The final condition, a pledge that the United States not interfere any more in the internal affairs of Iran, is no longer considered a problem.

Since Carter froze Iranian assets on Nov. 14, 1979, U.S. banks have been permitted by a Treasury Department regulation to use the deposits to offset any Iranian loans they had outstanding and which then were declared in default.

The current discussions by American bank representatives are designed to set up a mechanism for implementing provisions of Iranian and American proposals that already have been exchanged on the subject.

An outline for the banking agreement is contained in Iran's note that was received in Washington on Dec. 19. It calls for the U.S. banks to nullify their loan defaults. In return, Iran proposes to put $1 billion of its unfrozen funds in Algerian hands to be used to pay delayed installments due on those loans.

For its part, the United States proposed in its December message to Iran that it would order the reinstitution of Iran's accounts by the banks that had used the frozen money to set off loans once the banks and Iran had restored their banking relationships. At the same time, the United States said it would order those accounts transferred back to the control of Iran.

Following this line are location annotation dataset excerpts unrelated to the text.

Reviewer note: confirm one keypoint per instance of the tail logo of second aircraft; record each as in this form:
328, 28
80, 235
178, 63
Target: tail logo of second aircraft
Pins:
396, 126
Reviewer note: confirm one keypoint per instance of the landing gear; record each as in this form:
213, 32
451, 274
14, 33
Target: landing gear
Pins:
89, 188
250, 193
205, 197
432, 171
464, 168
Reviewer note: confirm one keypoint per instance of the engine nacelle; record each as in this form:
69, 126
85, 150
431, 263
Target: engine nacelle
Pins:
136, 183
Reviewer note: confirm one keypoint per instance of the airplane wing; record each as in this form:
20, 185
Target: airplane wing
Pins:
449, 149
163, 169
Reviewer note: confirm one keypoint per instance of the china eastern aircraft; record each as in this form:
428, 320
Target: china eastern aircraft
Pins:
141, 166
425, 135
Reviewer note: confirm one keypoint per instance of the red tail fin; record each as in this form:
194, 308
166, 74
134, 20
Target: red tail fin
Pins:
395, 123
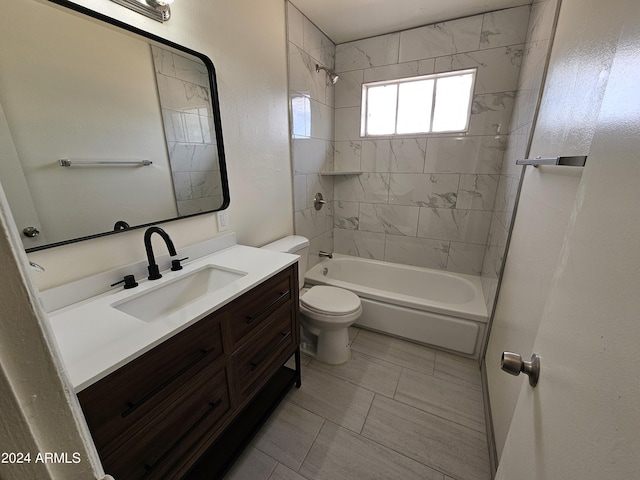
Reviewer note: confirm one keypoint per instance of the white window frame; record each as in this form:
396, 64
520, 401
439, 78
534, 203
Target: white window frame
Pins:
435, 77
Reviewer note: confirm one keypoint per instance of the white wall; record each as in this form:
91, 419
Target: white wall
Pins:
246, 42
582, 421
580, 62
88, 100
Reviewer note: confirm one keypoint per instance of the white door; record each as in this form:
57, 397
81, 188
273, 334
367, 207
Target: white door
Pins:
582, 421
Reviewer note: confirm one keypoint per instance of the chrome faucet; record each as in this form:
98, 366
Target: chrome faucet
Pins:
36, 267
154, 271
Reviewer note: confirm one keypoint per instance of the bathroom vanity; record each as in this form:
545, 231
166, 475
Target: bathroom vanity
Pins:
185, 404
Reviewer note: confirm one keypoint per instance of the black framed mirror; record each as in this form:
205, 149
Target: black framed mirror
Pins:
103, 127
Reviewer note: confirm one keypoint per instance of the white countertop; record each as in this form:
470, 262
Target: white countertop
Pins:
95, 338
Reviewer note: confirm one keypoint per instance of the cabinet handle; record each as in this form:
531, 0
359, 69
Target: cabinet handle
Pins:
261, 312
210, 410
266, 355
131, 406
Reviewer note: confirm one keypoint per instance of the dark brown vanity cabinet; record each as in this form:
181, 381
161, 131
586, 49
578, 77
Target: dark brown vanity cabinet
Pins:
186, 408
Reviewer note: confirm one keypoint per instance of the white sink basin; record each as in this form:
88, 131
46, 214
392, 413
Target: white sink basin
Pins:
172, 296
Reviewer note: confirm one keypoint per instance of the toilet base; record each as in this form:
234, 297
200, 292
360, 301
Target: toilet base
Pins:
332, 347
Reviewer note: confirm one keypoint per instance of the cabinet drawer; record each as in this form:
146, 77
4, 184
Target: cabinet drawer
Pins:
173, 428
251, 310
253, 360
120, 400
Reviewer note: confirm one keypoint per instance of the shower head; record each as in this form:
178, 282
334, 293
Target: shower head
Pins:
332, 75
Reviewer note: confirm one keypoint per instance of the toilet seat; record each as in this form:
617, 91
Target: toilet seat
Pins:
330, 301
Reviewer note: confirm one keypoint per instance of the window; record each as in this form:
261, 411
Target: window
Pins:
437, 103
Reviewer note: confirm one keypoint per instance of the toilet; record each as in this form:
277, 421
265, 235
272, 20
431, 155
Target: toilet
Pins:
327, 312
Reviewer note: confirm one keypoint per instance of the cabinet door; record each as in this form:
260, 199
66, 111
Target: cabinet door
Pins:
269, 348
174, 427
248, 313
116, 404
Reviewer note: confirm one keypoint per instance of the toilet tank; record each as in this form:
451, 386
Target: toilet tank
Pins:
298, 246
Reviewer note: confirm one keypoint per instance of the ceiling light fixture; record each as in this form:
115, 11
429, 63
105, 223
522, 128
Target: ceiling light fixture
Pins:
159, 10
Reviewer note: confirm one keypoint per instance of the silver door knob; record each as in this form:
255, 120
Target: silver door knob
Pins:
30, 232
512, 363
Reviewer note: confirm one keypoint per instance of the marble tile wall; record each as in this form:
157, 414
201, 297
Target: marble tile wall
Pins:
312, 120
427, 200
185, 97
536, 51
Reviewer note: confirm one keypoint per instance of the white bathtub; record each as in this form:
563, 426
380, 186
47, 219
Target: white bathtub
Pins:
437, 308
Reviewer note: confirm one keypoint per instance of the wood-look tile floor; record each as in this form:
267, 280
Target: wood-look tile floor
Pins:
397, 410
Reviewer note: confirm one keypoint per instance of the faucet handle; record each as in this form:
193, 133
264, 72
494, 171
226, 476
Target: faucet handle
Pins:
129, 282
175, 264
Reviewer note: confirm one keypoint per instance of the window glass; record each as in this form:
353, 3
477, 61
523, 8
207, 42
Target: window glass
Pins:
426, 104
381, 112
414, 107
451, 112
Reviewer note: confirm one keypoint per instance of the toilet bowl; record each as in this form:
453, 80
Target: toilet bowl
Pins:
326, 312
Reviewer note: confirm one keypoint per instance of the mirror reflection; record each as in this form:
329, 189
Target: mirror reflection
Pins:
137, 120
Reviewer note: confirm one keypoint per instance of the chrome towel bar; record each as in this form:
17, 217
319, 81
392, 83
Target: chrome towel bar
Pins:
576, 161
65, 162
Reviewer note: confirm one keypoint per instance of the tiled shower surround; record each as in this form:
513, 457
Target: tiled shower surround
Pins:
439, 201
312, 98
426, 200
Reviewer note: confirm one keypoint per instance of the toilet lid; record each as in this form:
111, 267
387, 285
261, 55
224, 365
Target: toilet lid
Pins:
330, 300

"The legal questions involved are enormous," one participant in the process said yesterday, "and the transactions contemplated are very complicated."

The process by which Iran is attempting to put together its own list of its assets now frozen in the United States is also slow and time-consuming. Its representatives must contact all the banks, corporations and other institutions known to have Iranian assets and get a complete description of the assets. They also must discover which of the assets have been subjected to legal claims.

At least one of the frozen-asset lists being prepared at Tehran's request contains military equipment that has been paid for by either the current government or governments before it. No specific request was made for the equipment by the Iranians, but it is being included as one of the assets still held by the United States.

One illustration of the problems that still may exist in just determining the frozen assets is an apparent discrepancy between what Iran believes has been frozen in the way of oil payments and what can be found in the United States.

Iran maintains that at the time of the freeze, it had oil worth about $2.5 billion being transported to the United States. U.S. customers then owned Iran for the oil received. Because of the freeze, however, the payments to Iran could not be made.

Iran's representatives reportedly have been unable to locate the funds due for those oil shipments. The U.S. Treasury's public accounting of Iran's estimated frozen assets show only $500 million being held by American companies -- one category that could be made up of frozen payments for oil shipments.